Connection security​

If you configured TLS with a globally trusted certificate installed on the data source, you can enable TLS between the cluster and the data source by appending the parameter to the JDBC connection string set in the jdbc_url property.

For example, with MySQL Connector/J version 8.0, use the sslMode parameter to secure the connection over TLS. By default, this parameter is set to PREFERRED, which protects the connection if the server is enabled.

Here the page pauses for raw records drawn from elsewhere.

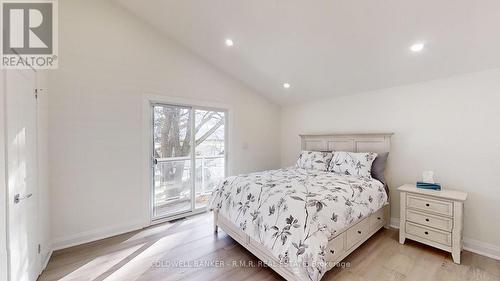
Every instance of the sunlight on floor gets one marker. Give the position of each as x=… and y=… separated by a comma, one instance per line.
x=100, y=265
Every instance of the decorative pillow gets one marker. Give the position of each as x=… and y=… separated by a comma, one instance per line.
x=351, y=163
x=314, y=160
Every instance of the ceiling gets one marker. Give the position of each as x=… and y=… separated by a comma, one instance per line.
x=331, y=48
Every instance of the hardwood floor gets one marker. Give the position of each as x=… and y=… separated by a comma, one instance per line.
x=152, y=254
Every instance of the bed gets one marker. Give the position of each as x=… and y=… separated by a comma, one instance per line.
x=301, y=222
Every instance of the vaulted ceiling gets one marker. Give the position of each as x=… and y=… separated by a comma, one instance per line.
x=331, y=48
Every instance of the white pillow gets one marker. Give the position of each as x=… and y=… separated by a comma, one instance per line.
x=314, y=160
x=358, y=164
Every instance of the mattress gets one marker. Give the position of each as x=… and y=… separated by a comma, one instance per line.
x=294, y=212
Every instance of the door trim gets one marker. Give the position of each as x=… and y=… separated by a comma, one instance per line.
x=148, y=101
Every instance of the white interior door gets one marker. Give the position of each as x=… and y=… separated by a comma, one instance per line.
x=22, y=175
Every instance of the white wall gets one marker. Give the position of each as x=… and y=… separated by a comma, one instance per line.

You can also set this parameter to REQUIRED, which will cause the connection to fail if TLS is not established.

You can configure this by adding the sslMode parameter to jdbc_url:

"jdbc_url" = "jdbc:mysql://example.net:3306/?sslMode=REQUIRED"

For more information about TLS configuration options, see the MySQL JDBC security documentation.

Hierarchical mapping​

When mapping MySQL, a Database in Doris corresponds to a Database in MySQL. The Table under Doris' Database corresponds to the Tables under the Database in MySQL. That is, the mapping relationship is as follows:

DorisMySQL
CatalogMySQL Server
DatabaseDatabase
TableTable

Type mapping​

MySQL to Doris type mapping​

MYSQL TypeDoris TypeComment
BOOLEANTINYINT
TINYINTTINYINT
SMALLINTSMALLINT
MEDIUMINTINT
INTINT
BIGINTBIGINT
UNSIGNED TINYINTSMALLINT
UNSIGNED MEDIUMINTINT
UNSIGNED INTBIGINT
UNSIGNED BIGINTLARGEINT
FLOATFLOAT
DOUBLEDOUBLE
DECIMALDECIMAL
UNSIGNED DECIMAL(p,s)DECIMAL(p+1,s) / STRING
DATEDATE
TIMESTAMPDATETIME
DATETIMEDATETIME
YEARSMALLINT
TIMESTRING
CHARCHAR
VARCHARVARCHAR
JSONSTRING
SETSTRING
ENUMSTRING
BITBOOLEAN/STRING
TINYTEXT,TEXT,MEDIUMTEXT,LONGTEXTSTRING
BLOB,MEDIUMBLOB,LONGBLOB,TINYBLOBSTRING
BINARY,VARBINARYSTRING
OtherUNSUPPORTED
tip
  • Doris does not support UNSIGNED data types, so UNSIGNED data types will be mapped to Doris corresponding data types that are an order of magnitude larger.
  • UNSIGNED DECIMAL(p,s) will be mapped to DECIMAL(p+1,s) or STRING. Note that when this type is mapped to String, it can only support queries and cannot write to MySQL.
  • In order to better balance reading and computing performance, Doris will map the JSON type to the STRING type.
  • Doris does not support the BIT type. The BIT type will be mapped to BOOLEAN when BIT(1) is used, and to STRING in other cases.
  • Doris does not support YEAR type, YEAR type will be mapped to SMALLINT.
  • Doris does not support the TIME type, and the TIME type will be mapped to STRING.

Timestamp type processing​

The Java part of BE uses the JVM time zone when reading data from the JDBC type catalog. The JVM time zone defaults to the time zone of the BE deployment machine, which affects the time zone conversion when JDBC reads data.

In order to ensure time zone consistency, it is recommended to set the JVM time zone in JAVA_OPTS of be.conf to be consistent with the time_zone of the Doris session.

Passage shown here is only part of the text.